Molecular Plant Advance Access originally published online on April 15, 2008
Molecular Plant 2008 1(3):510-527; doi:10.1093/mp/ssn011
| ||||||||||||||||||||||||||||||||||||||||||||||||||||
A Lesion-Mimic Syntaxin Double Mutant in Arabidopsis Reveals Novel Complexity of Pathogen Defense Signaling
a Plant and Soil Science, Dept of Agricultural Sciences, Faculty of Life Sciences, University of Copenhagen, Thorvaldsensvej 40, DK-1871 Frederiksberg C, Denmark
b Dept of Plant Biology, Carnegie Institution, Stanford, CA 94305, USA
c Plant Pathology, Dept of Plant Biology, Faculty of Life Sciences, University of Copenhagen, Thorvaldsensvej 40, DK-1871 Frederiksberg C, Denmark
d Research Laboratory, Carlsberg Research Center, Gl. Carlsbergvej 10, DK-2500 Valby, Copenhagen, Denmark
1 To whom correspondence should be addressed. E-mail htc{at}life.ku.dk, fax +45 35333460, tel +45 35333443.

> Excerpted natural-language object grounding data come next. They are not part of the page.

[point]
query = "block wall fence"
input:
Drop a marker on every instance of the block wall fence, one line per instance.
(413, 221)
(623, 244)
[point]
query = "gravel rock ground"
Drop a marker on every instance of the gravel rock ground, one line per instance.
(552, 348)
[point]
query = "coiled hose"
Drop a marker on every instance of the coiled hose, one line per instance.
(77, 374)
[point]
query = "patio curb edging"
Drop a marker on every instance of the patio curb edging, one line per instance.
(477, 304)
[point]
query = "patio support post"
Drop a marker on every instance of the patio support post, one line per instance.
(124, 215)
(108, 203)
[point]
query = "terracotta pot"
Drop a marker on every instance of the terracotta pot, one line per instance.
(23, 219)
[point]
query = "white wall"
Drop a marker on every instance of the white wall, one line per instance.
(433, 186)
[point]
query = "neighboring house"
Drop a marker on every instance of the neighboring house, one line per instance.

The lesion-mimic Arabidopsis mutant, syp121 syp122, constitutively expresses the salicylic acid (SA) signaling pathway and has low penetration resistance to powdery mildew fungi. Genetic analyses of the lesion-mimic phenotype have expanded our understanding of programmed cell death (PCD) in plants. Inactivation of SA signaling genes in syp121 syp122 only partially rescues the lesion-mimic phenotype, indicating that additional defenses contribute to the PCD. Whole genome transcriptome analysis confirmed that SA-induced transcripts, as well as numerous other known pathogen-response transcripts, are up-regulated after inactivation of the syntaxin genes. A suppressor mutant analysis of syp121 syp122 revealed that FMO1, ALD1, and PAD4 are important for lesion development. Mutant alleles of EDS1, NDR1, RAR1, and SGT1b also partially rescued the lesion-mimic phenotype, suggesting that mutating syntaxin genes stimulates TIR-NB-LRR and CC-NB-LRR-type resistances. The syntaxin double knockout potentiated a powdery mildew-induced HR-like response. This required functional PAD4 but not functional SA signaling. However, SA signaling potentiated the PAD4-dependent HR-like response. Analyses of quadruple mutants suggest that EDS5 and SID2 confer separate SA-independent signaling functions, and that FMO1 and ALD1 mediate SA-independent signals that are NPR1-dependent. These studies highlight the contribution of multiple pathways to defense and point to the complexity of their interactions.